If you have been fighting trucks all day on I-5 in California's central valley and are about ready to give up at Stockton and go to a Burger King for a long-awaited break, perhaps you should take this into consideration. Perhaps you have found vast almond orchards and nothingness that hardly produce a gas station. There is hope.
I found the town of Santa Nella and Pea Soup Andersen's when I saw a giant Dutch Windmill rising up along I-5. It was time to stop, to rest my weary back and shoulders. It was time to get a bowl of pea soup.

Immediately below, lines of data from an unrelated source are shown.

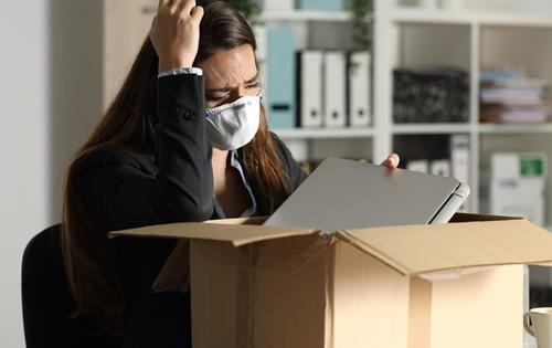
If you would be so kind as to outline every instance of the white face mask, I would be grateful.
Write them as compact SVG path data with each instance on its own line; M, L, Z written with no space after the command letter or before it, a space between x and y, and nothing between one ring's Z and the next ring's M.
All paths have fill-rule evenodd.
M206 112L206 133L212 146L235 150L255 137L261 118L259 96L243 96Z

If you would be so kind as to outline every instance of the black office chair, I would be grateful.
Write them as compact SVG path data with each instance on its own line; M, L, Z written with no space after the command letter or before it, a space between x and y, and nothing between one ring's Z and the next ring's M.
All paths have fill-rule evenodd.
M71 319L75 306L60 244L61 225L35 235L23 253L21 291L28 348L120 347L89 318Z

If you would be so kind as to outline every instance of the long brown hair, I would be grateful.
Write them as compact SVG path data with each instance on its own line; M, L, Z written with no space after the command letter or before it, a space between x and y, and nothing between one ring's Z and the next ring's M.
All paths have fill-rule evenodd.
M219 50L256 42L244 18L226 2L208 1L200 25L200 48L195 63ZM65 268L76 302L74 316L95 318L109 333L120 333L123 289L105 230L87 211L76 192L76 167L91 151L112 148L131 152L157 151L158 56L149 38L144 42L124 84L88 140L68 167L63 202L62 241ZM255 138L243 148L252 180L275 209L289 192L288 178L278 157L262 110Z

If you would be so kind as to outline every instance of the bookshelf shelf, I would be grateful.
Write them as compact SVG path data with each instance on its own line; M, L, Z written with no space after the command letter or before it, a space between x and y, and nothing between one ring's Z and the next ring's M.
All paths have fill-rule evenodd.
M438 10L397 8L390 11L389 19L395 23L421 24L481 24L512 27L550 27L552 18L532 12Z
M478 125L480 134L552 134L552 124L543 125Z
M347 22L351 20L348 11L269 11L262 13L261 22Z
M282 139L347 139L369 138L373 128L291 128L273 129Z
M459 134L469 133L469 124L401 124L393 125L393 134Z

At the door, the aroma of a ham bone in a slow cooking soup filled my senses as I found a booth and relaxed. I started to nibble on an onion roll and quenched my thirst. I looked around and giggled at drawings of caricatures Hap-Pea and Pea-Wee, splitting peas and making soup in comical poses.
The soup cooks all day. I had a bowl of pea soup that tasted like homemade faster than I could have had a burger. I needed to be in Los Angeles, so I was able to eat and run in under twenty minutes. I had the best pea soup of my life, with bread, crackers, and soda, for the price of extra value meal.
I was back on my way to Los Angeles, fighting trucks, but with a belly full of warm soup. This traveler will never make the mistake of getting a burger when I am within a hundred miles of Santa Nella and Pea Soup Andersen's.